Department of Epidemiology and Health Statistics, School of Public Health, Southeast University, Nanjing, Jiangsu, China.
Biosci Rep. 2022 Nov 30;42(11). doi: 10.1042/BSR20220892.
Currently, the benefits of immune checkpoint inhibitor (ICI) therapy prediction via emerging biomarkers have been identified, and the association between genomic mutation signatures (GMS) and immunotherapy benefits has been widely recognized as well. However, the evidence about non-small cell lung cancer (NSCLC) remains limited. We analyzed 310 immunotherapy patients with NSCLC from the Memorial Sloan Kettering Cancer Center (MSKCC) cohort. Lasso Cox regression was used to construct a GMS, and the prognostic value of GMS could be able to verify in the Rizvi cohort (N=240) and Hellmann cohort (N=75). We further conducted immunotherapy-related characteristics analysis in The Cancer Genome Atlas (TCGA) cohort (N=1052). A total of seven genes (ZFHX3, NTRK3, EPHA7, MGA, STK11, EPHA5, TP53) were identified for GMS model construction. Compared with GMS-high patients, patients with GMS-low had longer overall survival (OS; P<0.001) in the MSKCC cohort and progression-free survival (PFS; P<0.001) in the validation cohort. Multivariate Cox analysis revealed that GMS was an independent predictive factor for NSCLC patients in both the MSKCC and validation cohort. Meanwhile, we found that GMS-low patients reflected enhanced antitumor immunity in TCGA cohort. The results indicated that GMS had not only potential predictive value for the benefit of immunotherapy but also may serve as a potential biomarker to guide clinical ICI treatment decisions for NSCLC.

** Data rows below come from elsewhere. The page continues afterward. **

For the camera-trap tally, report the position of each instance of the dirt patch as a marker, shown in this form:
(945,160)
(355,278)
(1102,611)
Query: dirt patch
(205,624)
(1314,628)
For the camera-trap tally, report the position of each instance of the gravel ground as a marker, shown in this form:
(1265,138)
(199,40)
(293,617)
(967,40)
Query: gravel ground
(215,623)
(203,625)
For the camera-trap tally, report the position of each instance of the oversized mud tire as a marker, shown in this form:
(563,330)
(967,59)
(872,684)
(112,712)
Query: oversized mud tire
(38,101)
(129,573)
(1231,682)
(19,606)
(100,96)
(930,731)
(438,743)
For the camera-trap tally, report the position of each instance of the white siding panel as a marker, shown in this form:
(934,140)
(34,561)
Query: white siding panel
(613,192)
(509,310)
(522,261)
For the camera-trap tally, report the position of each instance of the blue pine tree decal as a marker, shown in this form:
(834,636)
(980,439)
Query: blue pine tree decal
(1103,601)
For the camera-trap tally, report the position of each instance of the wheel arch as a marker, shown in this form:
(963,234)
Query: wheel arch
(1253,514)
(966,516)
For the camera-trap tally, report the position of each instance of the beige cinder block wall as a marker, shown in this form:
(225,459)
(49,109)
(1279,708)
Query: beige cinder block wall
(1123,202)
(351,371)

目前,已经确定了通过新兴生物标志物预测免疫检查点抑制剂(ICI)治疗效果的益处,并且已经广泛认识到基因组突变特征(GMS)与免疫治疗益处之间的关联。然而,关于非小细胞肺癌(NSCLC)的证据仍然有限。我们分析了来自纪念斯隆凯特琳癌症中心(MSKCC)队列的 310 名接受 NSCLC 免疫治疗的患者。使用 Lasso Cox 回归构建 GMS,并在 Rizvi 队列(N=240)和 Hellmann 队列(N=75)中验证 GMS 的预后价值。我们进一步在癌症基因组图谱(TCGA)队列(N=1052)中进行了免疫治疗相关特征分析。共鉴定出七个基因(ZFHX3、NTRK3、EPHA7、MGA、STK11、EPHA5、TP53)用于 GMS 模型构建。与 GMS-高患者相比,MSKCC 队列中 GMS-低患者的总生存期(OS;P<0.001)和验证队列中的无进展生存期(PFS;P<0.001)更长。多变量 Cox 分析表明,GMS 是 MSKCC 和验证队列中 NSCLC 患者的独立预测因素。同时,我们发现 GMS-低患者在 TCGA 队列中反映出增强的抗肿瘤免疫。结果表明,GMS 不仅具有预测免疫治疗获益的潜力,而且可能作为指导 NSCLC 临床 ICI 治疗决策的潜在生物标志物。